- Reign: Never reigned; his brother Dlamini III was installed instead
- Predecessor: King Ludvonga I (father)
- Successor: King Dlamini III (brother)
- Died: between Lavumisa and Standerton
- Dynasty: Dlamini
- Father: King Ludvonga I
- Mother: Queen Lomakhetfwa
- Religion: African traditional religion

= Hlubi Dlamini =

18th century Swazi prince

Hlubi Dlamini was an 18th-century Swazi prince and son of King Ludvonga I and his wife Lomakhetfwa.
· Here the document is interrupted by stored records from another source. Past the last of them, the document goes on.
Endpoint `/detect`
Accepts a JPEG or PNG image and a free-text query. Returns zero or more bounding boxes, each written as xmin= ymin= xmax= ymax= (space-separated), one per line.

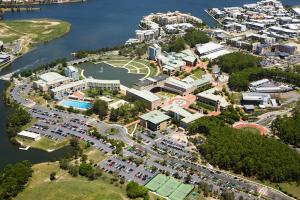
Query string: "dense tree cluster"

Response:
xmin=6 ymin=105 xmax=31 ymax=138
xmin=272 ymin=102 xmax=300 ymax=147
xmin=0 ymin=161 xmax=33 ymax=199
xmin=215 ymin=52 xmax=260 ymax=74
xmin=228 ymin=67 xmax=300 ymax=91
xmin=188 ymin=117 xmax=300 ymax=182
xmin=184 ymin=29 xmax=211 ymax=47
xmin=126 ymin=181 xmax=149 ymax=199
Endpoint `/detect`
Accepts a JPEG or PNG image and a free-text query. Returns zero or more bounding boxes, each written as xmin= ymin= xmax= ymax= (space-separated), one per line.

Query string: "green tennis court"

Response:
xmin=157 ymin=177 xmax=181 ymax=197
xmin=169 ymin=184 xmax=194 ymax=200
xmin=145 ymin=174 xmax=169 ymax=192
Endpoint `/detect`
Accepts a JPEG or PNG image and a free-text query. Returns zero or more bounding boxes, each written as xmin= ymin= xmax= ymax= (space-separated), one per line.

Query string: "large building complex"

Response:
xmin=50 ymin=78 xmax=120 ymax=100
xmin=197 ymin=88 xmax=230 ymax=110
xmin=126 ymin=88 xmax=161 ymax=110
xmin=33 ymin=72 xmax=71 ymax=92
xmin=140 ymin=110 xmax=171 ymax=131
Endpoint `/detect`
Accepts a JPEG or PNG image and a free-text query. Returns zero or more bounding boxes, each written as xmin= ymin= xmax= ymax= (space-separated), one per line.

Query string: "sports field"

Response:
xmin=145 ymin=174 xmax=194 ymax=200
xmin=146 ymin=174 xmax=169 ymax=191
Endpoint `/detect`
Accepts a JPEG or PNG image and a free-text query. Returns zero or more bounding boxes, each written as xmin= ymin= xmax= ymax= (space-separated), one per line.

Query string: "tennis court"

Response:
xmin=169 ymin=184 xmax=194 ymax=200
xmin=145 ymin=174 xmax=169 ymax=192
xmin=157 ymin=177 xmax=181 ymax=197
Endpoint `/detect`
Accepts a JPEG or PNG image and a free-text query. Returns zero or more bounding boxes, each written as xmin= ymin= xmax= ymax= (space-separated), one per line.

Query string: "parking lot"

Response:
xmin=99 ymin=156 xmax=156 ymax=185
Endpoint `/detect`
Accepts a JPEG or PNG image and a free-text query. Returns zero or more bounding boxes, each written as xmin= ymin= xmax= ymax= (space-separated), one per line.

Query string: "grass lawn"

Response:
xmin=15 ymin=163 xmax=128 ymax=200
xmin=0 ymin=19 xmax=71 ymax=42
xmin=191 ymin=68 xmax=205 ymax=79
xmin=105 ymin=128 xmax=118 ymax=135
xmin=17 ymin=137 xmax=69 ymax=151
xmin=241 ymin=127 xmax=260 ymax=134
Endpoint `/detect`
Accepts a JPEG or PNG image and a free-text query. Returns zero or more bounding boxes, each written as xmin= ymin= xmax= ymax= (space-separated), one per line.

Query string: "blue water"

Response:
xmin=59 ymin=100 xmax=92 ymax=110
xmin=0 ymin=0 xmax=300 ymax=75
xmin=0 ymin=0 xmax=300 ymax=168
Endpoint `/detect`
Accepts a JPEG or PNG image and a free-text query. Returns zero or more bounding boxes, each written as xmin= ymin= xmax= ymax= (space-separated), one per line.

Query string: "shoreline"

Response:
xmin=0 ymin=18 xmax=72 ymax=71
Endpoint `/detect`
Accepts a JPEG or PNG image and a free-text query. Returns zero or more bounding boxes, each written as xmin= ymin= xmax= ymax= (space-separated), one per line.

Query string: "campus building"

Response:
xmin=50 ymin=78 xmax=120 ymax=100
xmin=164 ymin=77 xmax=195 ymax=95
xmin=196 ymin=88 xmax=230 ymax=110
xmin=65 ymin=65 xmax=79 ymax=81
xmin=147 ymin=44 xmax=161 ymax=60
xmin=33 ymin=72 xmax=71 ymax=92
xmin=126 ymin=88 xmax=161 ymax=110
xmin=0 ymin=53 xmax=11 ymax=67
xmin=196 ymin=42 xmax=230 ymax=60
xmin=18 ymin=131 xmax=41 ymax=141
xmin=140 ymin=110 xmax=171 ymax=131
xmin=162 ymin=104 xmax=204 ymax=128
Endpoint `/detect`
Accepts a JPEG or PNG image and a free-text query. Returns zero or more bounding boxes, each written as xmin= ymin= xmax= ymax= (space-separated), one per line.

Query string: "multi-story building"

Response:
xmin=65 ymin=65 xmax=79 ymax=81
xmin=140 ymin=110 xmax=171 ymax=131
xmin=147 ymin=44 xmax=161 ymax=60
xmin=50 ymin=78 xmax=120 ymax=100
xmin=33 ymin=72 xmax=71 ymax=92
xmin=126 ymin=88 xmax=161 ymax=110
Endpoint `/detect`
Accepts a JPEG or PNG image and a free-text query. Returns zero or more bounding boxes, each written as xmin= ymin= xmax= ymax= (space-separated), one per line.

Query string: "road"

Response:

According to oral traditions collected in the Swaziland Oral History Project, Hlubi was recognized as heir to Ludvonga I but never became king due to palace politics.

He was one of the four sons of Ludvonga I, along with Prince Loziyingile Dlamini, Prince Mamba Dlamini and King Dlamini III. Some oral traditions suggest ritual considerations, including Hlubi being left-handed - an attribute regarded as ritually inappropriate for kingship in Swazi custom, may have contributed to his exclusion.
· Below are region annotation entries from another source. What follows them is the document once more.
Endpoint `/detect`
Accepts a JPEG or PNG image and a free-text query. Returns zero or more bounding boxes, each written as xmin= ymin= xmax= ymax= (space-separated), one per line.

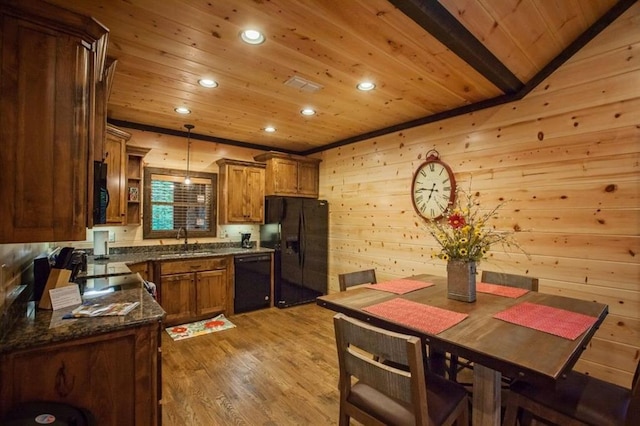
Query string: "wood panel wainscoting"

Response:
xmin=162 ymin=304 xmax=340 ymax=426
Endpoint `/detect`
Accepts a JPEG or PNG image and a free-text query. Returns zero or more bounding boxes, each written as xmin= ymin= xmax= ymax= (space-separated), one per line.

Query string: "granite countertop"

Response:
xmin=86 ymin=246 xmax=274 ymax=266
xmin=0 ymin=245 xmax=274 ymax=353
xmin=0 ymin=275 xmax=165 ymax=353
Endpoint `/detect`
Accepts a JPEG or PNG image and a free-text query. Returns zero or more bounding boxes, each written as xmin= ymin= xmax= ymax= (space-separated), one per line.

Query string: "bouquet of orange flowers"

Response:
xmin=428 ymin=191 xmax=523 ymax=262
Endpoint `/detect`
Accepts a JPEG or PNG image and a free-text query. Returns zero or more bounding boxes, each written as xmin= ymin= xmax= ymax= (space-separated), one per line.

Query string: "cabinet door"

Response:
xmin=196 ymin=269 xmax=227 ymax=316
xmin=298 ymin=162 xmax=319 ymax=198
xmin=0 ymin=14 xmax=93 ymax=243
xmin=105 ymin=134 xmax=126 ymax=225
xmin=272 ymin=158 xmax=298 ymax=195
xmin=227 ymin=165 xmax=247 ymax=223
xmin=244 ymin=167 xmax=264 ymax=223
xmin=158 ymin=273 xmax=195 ymax=324
xmin=0 ymin=331 xmax=141 ymax=426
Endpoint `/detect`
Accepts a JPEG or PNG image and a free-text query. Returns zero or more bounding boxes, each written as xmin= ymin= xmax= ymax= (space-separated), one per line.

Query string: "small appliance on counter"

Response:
xmin=93 ymin=231 xmax=109 ymax=260
xmin=240 ymin=232 xmax=253 ymax=248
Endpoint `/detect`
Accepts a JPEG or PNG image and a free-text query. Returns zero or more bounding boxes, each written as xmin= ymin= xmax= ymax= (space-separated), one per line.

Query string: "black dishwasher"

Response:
xmin=233 ymin=254 xmax=271 ymax=314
Although Hlubi did not ascend the throne, his legacy survives in praise names (tibongo) among the Dlamini branch.

==Migrations==
Oral histories state that Hlubi and his brother Prince Dlamini (later King Dlamini III) initially lived in the Lubombo Mountains on the frontier between Eswatini and the Tembe territory.

The Tembe were influential chiefs controlling ivory trade with Portuguese, British and Dutch merchants. Conflicts between Tembe royal factions forced Hlubi and his followers to leave the Lebombo Mountains (leaving King Dlamini III behind) and moved southwards toward Mkhuze. In the 1700s, Hlubi and his people moved south to Mkhuze, encountering the Ndwandwe Kingdom, another major power in the Southern African region. A fierce battle with Ndwandwe forces at the Mkhuze River reportedly turned the river red with blood, giving rise to his praise name, “Blood of men that made the Mkhuze turn red.”

After the bloodshed, the families moved westward to Magudu and Godlwako. In Godlwako, they found the Nkambule and Sukati communities, who peacefully submitted to Hlubi's arrival.

Continuing westward, Hlubi eventually settled near the Pongola River, in the caves of Godlwako, which offered fertile land and safety from enemies. They left the Pongola and finally settled eTibondzeni. Between Lavumisa and Standerton Hlubi died.